The increasing cost of insurance coverage has forced Vanguard to drop a requirement on six of its municipal bond funds that mandates them to invest a minimum percentage of assets in insured municipal bond issues. As a result, the firm is changing the funds names, dropping the word "insured" out of the funds monikers.
The decision was based on the decreasing number of municipal bonds being issued with insurance coverage as well as "the rising cost of this insurance," the company said. While the move will have no impact on the funds investment objectives of providing tax-free income, it will increase the funds risk, "However, the funds will continue to adhere to Vanguards high standards of credit quality, investing no less than 75% of assets in high-grade municipal bonds, and a maximum of 5% of assets in lower-rated or unrated securities," the company said.
By dropping the requirement, the funds will be able to invest in a wider array of municipal bond issues, which should have a favorable impact on the performance and investment diversity of the products, the company said.

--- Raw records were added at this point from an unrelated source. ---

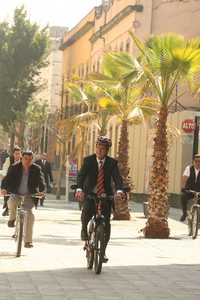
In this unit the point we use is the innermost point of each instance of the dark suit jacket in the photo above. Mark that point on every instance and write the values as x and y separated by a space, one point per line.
46 169
13 179
87 177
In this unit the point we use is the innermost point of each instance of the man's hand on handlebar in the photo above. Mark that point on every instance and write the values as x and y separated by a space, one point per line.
4 192
79 195
40 194
120 195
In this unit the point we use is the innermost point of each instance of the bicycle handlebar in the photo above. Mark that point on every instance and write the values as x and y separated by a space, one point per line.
28 195
195 193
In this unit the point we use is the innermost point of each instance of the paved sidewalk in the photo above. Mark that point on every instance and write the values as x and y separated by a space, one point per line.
138 268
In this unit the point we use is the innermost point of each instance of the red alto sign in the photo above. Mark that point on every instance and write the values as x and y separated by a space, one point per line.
188 125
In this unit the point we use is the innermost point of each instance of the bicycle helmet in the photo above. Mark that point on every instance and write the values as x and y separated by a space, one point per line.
104 140
27 152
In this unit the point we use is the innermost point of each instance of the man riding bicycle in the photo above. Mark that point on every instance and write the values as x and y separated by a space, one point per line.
25 179
95 177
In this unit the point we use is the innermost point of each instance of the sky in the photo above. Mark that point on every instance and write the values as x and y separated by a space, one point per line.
65 13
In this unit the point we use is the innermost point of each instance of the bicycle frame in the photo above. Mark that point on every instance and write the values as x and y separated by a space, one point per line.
95 245
193 218
20 215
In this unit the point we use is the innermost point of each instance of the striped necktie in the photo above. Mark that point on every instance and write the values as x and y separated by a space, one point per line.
100 179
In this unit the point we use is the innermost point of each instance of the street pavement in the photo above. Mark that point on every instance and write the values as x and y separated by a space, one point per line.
138 268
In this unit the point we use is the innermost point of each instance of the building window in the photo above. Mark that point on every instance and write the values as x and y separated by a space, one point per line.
128 44
98 66
93 140
73 142
121 47
116 140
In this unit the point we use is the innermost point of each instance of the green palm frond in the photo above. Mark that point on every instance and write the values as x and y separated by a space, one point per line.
85 118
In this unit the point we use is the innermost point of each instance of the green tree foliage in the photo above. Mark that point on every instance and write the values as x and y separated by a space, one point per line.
23 52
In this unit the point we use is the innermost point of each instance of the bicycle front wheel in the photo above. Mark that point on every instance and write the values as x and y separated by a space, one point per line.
195 221
99 248
19 234
90 256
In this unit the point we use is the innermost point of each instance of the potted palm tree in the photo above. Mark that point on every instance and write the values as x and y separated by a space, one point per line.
165 60
125 98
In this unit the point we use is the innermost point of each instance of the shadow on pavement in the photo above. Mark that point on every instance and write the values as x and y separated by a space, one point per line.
114 283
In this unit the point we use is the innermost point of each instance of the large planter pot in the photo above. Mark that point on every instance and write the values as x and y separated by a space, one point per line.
145 209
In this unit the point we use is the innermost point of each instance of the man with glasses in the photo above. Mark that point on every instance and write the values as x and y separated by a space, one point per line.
24 178
190 181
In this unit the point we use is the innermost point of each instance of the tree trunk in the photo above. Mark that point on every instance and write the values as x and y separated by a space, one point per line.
121 206
12 141
21 134
158 207
60 172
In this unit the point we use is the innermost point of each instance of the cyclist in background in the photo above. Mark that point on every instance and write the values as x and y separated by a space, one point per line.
24 178
190 181
15 158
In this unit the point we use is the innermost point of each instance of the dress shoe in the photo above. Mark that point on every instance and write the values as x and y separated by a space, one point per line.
183 217
5 212
28 245
11 223
105 259
84 236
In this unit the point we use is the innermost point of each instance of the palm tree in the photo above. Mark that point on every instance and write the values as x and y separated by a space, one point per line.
125 99
87 93
165 60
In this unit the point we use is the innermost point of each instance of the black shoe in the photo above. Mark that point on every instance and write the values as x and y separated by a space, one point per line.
11 223
105 259
28 245
183 217
84 236
5 212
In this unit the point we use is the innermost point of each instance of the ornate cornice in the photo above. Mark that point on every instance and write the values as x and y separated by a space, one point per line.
115 20
85 28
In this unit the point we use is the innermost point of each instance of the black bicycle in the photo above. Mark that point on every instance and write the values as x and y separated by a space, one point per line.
20 215
193 216
95 245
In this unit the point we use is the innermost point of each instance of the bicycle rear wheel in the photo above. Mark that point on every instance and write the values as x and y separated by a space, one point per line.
90 256
99 248
19 234
189 223
195 221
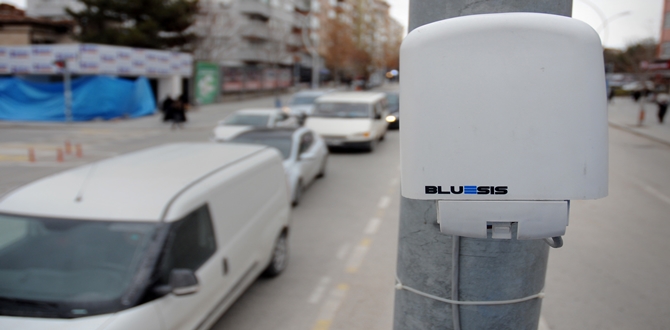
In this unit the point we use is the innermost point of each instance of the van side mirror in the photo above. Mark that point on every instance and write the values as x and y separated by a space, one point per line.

The change will take affect in late March and the company plans to notify shareholders of the move in the funds upcoming shareholder reports.
The funds affected by the change include: the California Long-Term Tax-Exempt Fund, the California Insured Intermediate-Term Tax-Exempt Fund, the Florida Insured Long-Term Tax-Exempt Fund, the New Jersey Insured Long-Term Tax-Exempt Fund, the New York Insured Long-Term Tax-Exempt Fund and the Pennsylvania Insured Long-Term Tax-Exempt Fund.